Alışılmışın çok çok uzağında bir formasyonla Elfsborg karşısına çıkan Galatasaray hücum aktörlerinin neredeyse tamamını kullandığı bir 11’le karşımızdaydı. Okan Buruk’un RFS deplasmanındaki hüsrandan sonra iç sahada ezici bir güçle gövde gösterisi yapmak istemesi gayet doğaldı.

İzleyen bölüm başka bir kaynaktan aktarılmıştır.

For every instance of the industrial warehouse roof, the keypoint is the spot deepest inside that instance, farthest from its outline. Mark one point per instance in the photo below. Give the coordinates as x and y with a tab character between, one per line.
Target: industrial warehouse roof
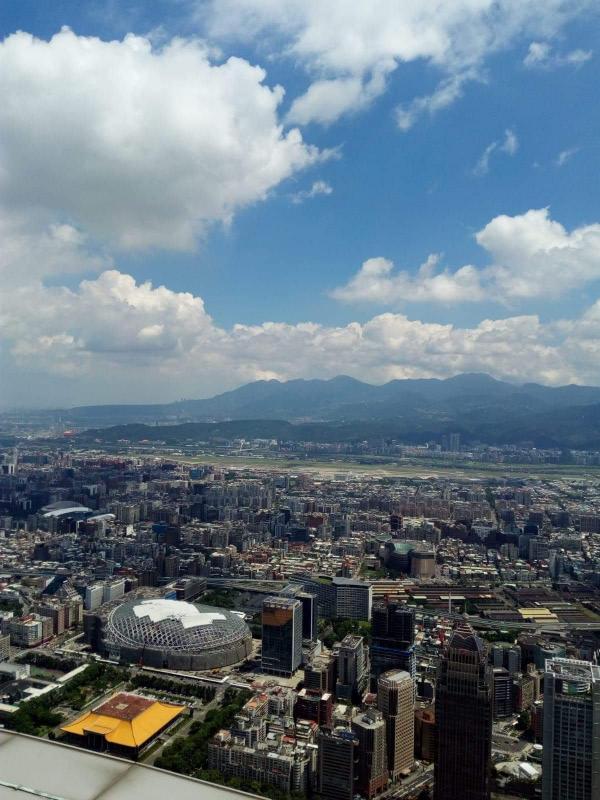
31	768
126	719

Beşiktaş derbisi öncesi bunu düşünmek ne kadar riskli de olsa Galatasaray ilk yarı bu tercihten istediğini almış gibiydi. 3’lü defansın önünde yay gibi esneyen kalabalık bir orta saha ve önlerinde Icardi-Osimhen tandemi…Oynaması hem en kolay hem de en zor formasyon olarak çıktı karşımıza. Dizilişin birinci zorluğu herkesin hareketli oyun zorunluluğuna tam olarak uymasıdır. Yoksa bu stil çalışmaz ve sıkıntıyı sana çıkarırlar.

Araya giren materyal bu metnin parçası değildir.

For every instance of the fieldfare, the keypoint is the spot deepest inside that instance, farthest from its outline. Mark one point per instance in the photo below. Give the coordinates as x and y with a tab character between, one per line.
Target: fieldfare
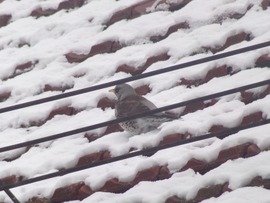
130	103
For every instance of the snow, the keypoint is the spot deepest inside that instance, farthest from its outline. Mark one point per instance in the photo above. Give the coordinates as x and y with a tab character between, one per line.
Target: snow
243	195
48	39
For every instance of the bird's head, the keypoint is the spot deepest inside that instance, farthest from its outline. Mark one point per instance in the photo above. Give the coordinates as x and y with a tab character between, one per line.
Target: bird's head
122	91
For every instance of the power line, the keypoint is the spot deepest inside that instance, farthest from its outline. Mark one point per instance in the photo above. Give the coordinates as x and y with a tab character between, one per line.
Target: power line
136	77
111	122
144	152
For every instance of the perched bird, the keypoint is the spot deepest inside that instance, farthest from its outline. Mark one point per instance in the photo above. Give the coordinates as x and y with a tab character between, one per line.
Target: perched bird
130	103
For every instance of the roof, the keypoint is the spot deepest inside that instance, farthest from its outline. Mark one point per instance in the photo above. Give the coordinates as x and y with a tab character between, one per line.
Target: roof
53	47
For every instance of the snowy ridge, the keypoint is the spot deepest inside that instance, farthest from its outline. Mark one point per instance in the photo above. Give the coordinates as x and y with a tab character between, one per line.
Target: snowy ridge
49	47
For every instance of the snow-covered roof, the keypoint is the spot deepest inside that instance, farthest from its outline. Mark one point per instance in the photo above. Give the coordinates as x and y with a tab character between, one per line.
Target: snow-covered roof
56	46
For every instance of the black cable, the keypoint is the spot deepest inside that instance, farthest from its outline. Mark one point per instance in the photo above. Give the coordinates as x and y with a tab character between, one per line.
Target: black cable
111	122
11	196
143	152
129	79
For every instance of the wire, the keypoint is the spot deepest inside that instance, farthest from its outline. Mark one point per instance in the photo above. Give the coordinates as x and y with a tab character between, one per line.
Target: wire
11	196
144	152
111	122
129	79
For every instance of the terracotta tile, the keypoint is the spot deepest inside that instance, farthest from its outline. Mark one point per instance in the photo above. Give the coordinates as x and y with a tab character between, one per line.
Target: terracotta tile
9	180
148	174
175	199
254	117
84	192
233	152
49	87
164	173
120	15
115	186
208	192
70	4
141	8
38	200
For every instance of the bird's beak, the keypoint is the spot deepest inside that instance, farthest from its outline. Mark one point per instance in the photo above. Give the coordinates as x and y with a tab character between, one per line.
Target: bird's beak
112	90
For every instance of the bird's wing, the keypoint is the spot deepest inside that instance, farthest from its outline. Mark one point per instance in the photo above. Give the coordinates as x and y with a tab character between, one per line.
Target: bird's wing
133	104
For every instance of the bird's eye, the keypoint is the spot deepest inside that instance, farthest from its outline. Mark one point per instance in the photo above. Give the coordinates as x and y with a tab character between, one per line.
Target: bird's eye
116	89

Galatasaray bunu ilk yarı çok iyi çalıştırdı. Icardi’nin geriye gelip kurguya katılması, Yunus-Barış kanatlarının ekstra merkeze doğru attığı koşular ve Sara-Mertens gibi 2 kaliteli ayaktan çıkan şiirsel paslar ilk 45’te 3-0’a razı etti Elfsborg’u. Büyük sıkıntı çıkartan taraf olan Galatasaray, 2.01’in üzerine çıkan gol beklentisiyle, sağlı sollu bir deste orta ve 3 golle ilk yarıdan mesaiyi bitirmiş gibiydi. İkinci yarı Elsborg bu standart oyun yapısının işe yaramayacağını anlayıp akılcı bir oyuna döndü. O akılcı oyun ön alan baskısıydı.
Oyunu geriden pasla kuran Galatasaray’ın yarı sahasına kalabalık baskılar yapan Elfsborg sarı kırmızılıların hakimiyetini tamamen yıktı. Elfsborg’un nefes aldırmayan baskısı Cimbom’un oyun şablonunu da bozdu. Başlangıç 3’lüsü Barış’ın mecburi desteğiyle 4’lüye döndü. Sara ve Torreira da yüzünü savunmaya dönünce ikinci alan bağlantısı tamamen koptu.

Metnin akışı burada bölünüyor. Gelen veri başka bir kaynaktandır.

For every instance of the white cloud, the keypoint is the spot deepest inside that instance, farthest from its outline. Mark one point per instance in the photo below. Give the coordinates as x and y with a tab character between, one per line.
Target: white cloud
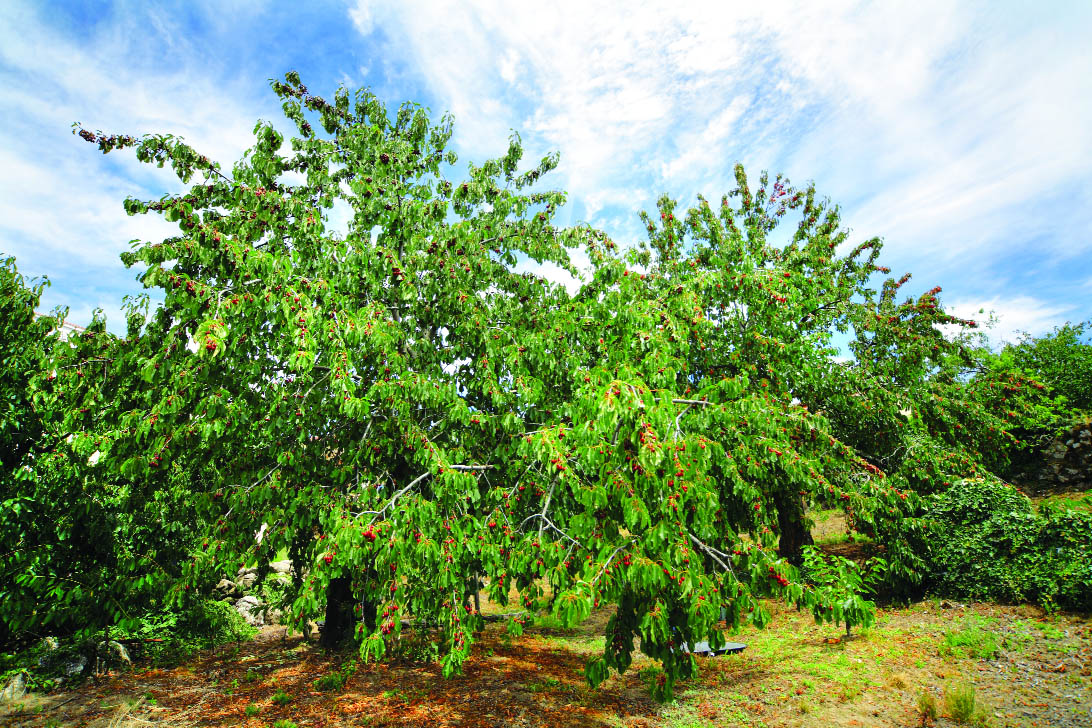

İkinci topları da almaya başlayan rakip 52 ve 65’te bulduğu gollerle koptu sanılan maça ortak oldu. Rakibi önde hataya zorlayan Elfsborg bir anda tüm stadı stres bulutu altına aldı. 80’e kadar beraberliği bulamaması Galatasaray için dünün şans faktörlerinden biriydi. 3-0’dan 3-3’e gelmesi ağır bir tramva yaşatırdı.
Neyse ki Yunus var… Yerini seven çiçekler gibi açtı bu sezon. Osimhen’i gölgede bırakacak bir yetenek gelişimi. 83’te attığı gol kendine olan inancın meyvesiydi. İnat etti o golü atmak için. Başlattı ve bitirdi. Stres bulutunu aldı takımın üzerinden.
Beşiktaş'a karşı çok daha zor bir maç oynayacak Galatasaray. Bu yüzden erken rehavetin üzerine gitmesi gerekiyor. Okan Buruk'un şu basit gol yeme işine acilen çözüm bulması gerek. Galatasaray hangi düzende oynarsa oynasın çok kolay gol yemeye müsait bir takım haline geldi. Avrupa'da ve ligde kadronun en büyük zaafı bana göre bu.